Since 2000, he was a member of the Permanent Committee of the Symposium of Episcopal Conferences of Africa and Madagascar (S.C.E.A.M.) In October, 2015, he participated in the Synod of Bishops on the Family.
Out of the new cardinals, seven come from countries that have previously never had a cardinal, including: the Central African Republic, Bangladesh, Mauritius Island, Papua New Guinea, Malaysia, Lesotho and Albania.
With the 17 new cardinals included in the College of Cardinals, the number of voting cardinals comes to 121, and the number of non-voters to 107, for a grand total of 228.
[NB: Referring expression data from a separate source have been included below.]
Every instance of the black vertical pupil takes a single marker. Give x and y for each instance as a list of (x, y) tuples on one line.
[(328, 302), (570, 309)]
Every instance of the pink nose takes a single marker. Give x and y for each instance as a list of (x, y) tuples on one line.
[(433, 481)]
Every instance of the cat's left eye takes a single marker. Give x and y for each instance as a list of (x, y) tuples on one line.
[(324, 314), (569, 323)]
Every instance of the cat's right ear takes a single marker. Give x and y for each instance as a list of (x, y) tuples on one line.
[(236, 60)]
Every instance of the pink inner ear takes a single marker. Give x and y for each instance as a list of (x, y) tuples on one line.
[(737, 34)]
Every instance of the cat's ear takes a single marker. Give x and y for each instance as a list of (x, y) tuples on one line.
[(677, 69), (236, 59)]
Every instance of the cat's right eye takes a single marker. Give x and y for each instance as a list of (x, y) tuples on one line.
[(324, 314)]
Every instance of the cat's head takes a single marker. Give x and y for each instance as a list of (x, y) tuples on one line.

In concluding his remarks to the 17 new cardinals, Pope Francis enjoined them to be like Jesus, “who constantly desires to enter the crossroads of our history to proclaim the Gospel of Mercy. Jesus continues to call us and to send us to the ‘plain’ where our people dwell. He continues to invite us to spend our lives sustaining our people in hope, so that they can be signs of reconciliation. As the Church, we are constantly being asked to open our eyes to see the wounds of so many of our brothers and sisters deprived of their dignity, deprived in their dignity.
“Today each of you, dear brothers, is asked to cherish in your own heart, and in the heart of the Church, this summons to be merciful like the Father. And to realize that if something should rightly disturb us and trouble our consciences, it is the fact that so many of our brothers and sisters are living without the strength, light and consolation born of friendship with Jesus Christ, without a community of faith to support them, without meaning and a goal in life,” the pope said.